Clustering-based ANN methods group similar points together to reduce the search space. Algorithms like k-means and HDBSCAN are used to form clusters, and then search is conducted within these clusters. A popular example is FAISS from Facebook AI Research. The strength of clustering-based methods lies in their ability to handle large datasets efficiently, but they might compromise on accuracy, especially for data points that lie near the boundaries of clusters.

Tree-based ANN

Tree-based ANN methods, such as Spotify's Annoy, hierarchically partition the vector space using tree-based data structures like KD-trees and Random Projection Trees. They are particularly effective in low to medium dimensional data spaces but suffer from the curse of dimensionality, leading to degraded performance in high-dimensional spaces.

Sharding

When handling the largest datasets, even advanced Approximate Nearest Neighbor (ANN) algorithms may struggle in delivering fast similarity searches. To mitigate this, vector databases often employ sharding. This technique, common in distributed systems, horizontally partitions a dataset across multiple machines, or nodes. Sharding plays a critical role in scaling up semantic search pipelines, enabling the distribution of a corpus of embeddings across several machines. This, in turn, facilitates the execution of similarity searches in parallel, significantly enhancing performance and efficiency.

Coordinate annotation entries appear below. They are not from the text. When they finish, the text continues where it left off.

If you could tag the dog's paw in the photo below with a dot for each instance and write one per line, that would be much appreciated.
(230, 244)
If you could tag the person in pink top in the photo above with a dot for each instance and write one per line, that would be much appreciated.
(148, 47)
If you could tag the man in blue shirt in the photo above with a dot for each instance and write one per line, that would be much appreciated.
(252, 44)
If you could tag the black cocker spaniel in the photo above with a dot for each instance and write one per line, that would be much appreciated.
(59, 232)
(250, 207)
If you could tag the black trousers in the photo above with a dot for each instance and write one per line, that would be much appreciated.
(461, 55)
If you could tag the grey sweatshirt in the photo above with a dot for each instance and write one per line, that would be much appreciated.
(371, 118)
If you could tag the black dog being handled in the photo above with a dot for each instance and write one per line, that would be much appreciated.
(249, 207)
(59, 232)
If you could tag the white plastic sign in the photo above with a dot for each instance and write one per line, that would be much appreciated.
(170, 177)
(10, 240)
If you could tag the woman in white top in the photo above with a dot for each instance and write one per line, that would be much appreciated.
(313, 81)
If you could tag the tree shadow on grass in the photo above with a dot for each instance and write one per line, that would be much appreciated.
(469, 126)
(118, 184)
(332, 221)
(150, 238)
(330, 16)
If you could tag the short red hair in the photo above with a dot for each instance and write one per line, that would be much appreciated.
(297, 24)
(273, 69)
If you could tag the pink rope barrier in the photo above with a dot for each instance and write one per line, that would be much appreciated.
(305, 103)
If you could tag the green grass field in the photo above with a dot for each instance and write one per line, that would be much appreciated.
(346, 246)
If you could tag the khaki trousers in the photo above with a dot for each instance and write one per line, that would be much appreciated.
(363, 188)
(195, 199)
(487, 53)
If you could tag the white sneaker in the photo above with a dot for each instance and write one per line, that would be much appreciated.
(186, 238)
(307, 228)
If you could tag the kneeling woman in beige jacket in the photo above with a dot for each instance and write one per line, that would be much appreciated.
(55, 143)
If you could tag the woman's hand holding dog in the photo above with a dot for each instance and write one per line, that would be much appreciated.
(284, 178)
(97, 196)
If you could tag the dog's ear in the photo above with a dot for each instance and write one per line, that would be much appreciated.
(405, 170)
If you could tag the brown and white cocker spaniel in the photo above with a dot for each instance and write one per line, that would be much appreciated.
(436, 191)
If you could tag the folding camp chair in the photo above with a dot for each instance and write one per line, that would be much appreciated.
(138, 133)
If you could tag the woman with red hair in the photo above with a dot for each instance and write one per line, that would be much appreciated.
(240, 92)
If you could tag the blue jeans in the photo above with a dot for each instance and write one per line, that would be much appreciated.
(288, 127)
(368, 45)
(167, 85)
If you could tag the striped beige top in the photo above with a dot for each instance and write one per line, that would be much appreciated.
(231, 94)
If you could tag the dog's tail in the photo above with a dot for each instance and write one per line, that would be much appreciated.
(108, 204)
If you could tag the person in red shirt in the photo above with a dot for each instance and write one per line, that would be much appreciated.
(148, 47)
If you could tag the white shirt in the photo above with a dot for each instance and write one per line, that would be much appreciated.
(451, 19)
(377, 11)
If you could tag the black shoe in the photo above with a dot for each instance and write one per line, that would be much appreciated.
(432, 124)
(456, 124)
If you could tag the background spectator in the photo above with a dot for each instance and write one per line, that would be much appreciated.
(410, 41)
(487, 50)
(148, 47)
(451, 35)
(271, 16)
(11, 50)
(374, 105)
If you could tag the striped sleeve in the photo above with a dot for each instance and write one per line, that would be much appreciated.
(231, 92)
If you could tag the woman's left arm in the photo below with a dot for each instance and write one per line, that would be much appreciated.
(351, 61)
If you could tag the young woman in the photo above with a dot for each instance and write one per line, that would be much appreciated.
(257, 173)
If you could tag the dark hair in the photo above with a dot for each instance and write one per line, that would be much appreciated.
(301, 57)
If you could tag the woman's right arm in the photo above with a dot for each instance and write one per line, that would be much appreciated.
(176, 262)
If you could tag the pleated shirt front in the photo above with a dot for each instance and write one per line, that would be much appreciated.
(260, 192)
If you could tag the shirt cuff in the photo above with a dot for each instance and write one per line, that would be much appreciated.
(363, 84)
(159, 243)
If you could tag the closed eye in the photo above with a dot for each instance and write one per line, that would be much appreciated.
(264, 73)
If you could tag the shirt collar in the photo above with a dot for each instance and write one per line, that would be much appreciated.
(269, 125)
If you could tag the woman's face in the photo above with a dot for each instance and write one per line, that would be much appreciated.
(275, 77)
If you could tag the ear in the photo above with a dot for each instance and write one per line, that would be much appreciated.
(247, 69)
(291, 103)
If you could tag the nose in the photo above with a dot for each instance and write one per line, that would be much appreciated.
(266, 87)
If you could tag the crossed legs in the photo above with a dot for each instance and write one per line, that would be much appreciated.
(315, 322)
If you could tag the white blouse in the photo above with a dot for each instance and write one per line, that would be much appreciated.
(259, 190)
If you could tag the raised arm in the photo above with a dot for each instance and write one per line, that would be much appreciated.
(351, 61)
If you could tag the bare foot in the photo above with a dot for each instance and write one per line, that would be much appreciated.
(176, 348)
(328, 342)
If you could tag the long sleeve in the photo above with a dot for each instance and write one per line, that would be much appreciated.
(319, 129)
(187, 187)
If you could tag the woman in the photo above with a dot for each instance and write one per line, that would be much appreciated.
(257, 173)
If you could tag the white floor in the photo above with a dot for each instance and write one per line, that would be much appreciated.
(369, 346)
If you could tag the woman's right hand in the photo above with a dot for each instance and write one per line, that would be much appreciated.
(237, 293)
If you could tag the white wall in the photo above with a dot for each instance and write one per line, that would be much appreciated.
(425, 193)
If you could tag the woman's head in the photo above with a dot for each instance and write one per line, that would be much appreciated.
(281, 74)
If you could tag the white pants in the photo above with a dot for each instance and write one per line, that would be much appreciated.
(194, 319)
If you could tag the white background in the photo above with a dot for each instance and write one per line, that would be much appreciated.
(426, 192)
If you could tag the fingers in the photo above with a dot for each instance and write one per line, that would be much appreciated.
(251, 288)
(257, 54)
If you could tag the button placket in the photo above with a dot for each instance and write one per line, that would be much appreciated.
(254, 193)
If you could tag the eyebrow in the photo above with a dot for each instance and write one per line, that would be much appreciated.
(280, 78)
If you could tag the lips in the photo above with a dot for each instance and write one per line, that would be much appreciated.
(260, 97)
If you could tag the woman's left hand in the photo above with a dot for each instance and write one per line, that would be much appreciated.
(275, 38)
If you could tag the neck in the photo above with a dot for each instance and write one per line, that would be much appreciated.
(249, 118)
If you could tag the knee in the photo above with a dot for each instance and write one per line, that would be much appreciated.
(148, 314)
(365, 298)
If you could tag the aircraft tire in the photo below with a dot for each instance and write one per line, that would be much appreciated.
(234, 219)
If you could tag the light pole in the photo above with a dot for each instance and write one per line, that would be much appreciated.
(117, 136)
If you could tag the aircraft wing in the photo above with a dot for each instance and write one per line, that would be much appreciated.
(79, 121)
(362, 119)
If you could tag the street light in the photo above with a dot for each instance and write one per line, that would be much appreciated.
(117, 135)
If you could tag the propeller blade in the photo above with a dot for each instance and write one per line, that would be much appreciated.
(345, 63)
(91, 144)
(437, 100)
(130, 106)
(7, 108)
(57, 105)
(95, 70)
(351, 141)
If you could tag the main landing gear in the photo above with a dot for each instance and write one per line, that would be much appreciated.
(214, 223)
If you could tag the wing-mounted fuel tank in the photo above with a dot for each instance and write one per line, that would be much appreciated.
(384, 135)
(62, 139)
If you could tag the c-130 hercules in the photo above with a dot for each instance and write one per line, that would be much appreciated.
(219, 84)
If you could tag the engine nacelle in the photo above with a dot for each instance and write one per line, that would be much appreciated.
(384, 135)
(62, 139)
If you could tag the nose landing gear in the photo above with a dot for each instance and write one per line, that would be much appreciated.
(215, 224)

Here are the four key components of sharding in vector databases:

Data Partitioning: The entire dataset of embeddings is divided into smaller, more manageable segments, each hosted on different nodes. This division can be based on various strategies like range, hash, or even geographic location.
Parallel Processing: By distributing the data, sharding allows for simultaneous processing across multiple nodes. This parallelism is key to maintaining high-speed search capabilities as the dataset grows.
Load Management: Sharding helps in balancing the load across the network. Instead of overwhelming a single server with all the data and queries, it spreads these across several nodes, preventing performance bottlenecks.
Scalability and Flexibility: As the amount of data increases, more shards can be added to the system, offering a scalable solution that grows with the dataset. This flexibility is vital for applications that accumulate data continuously.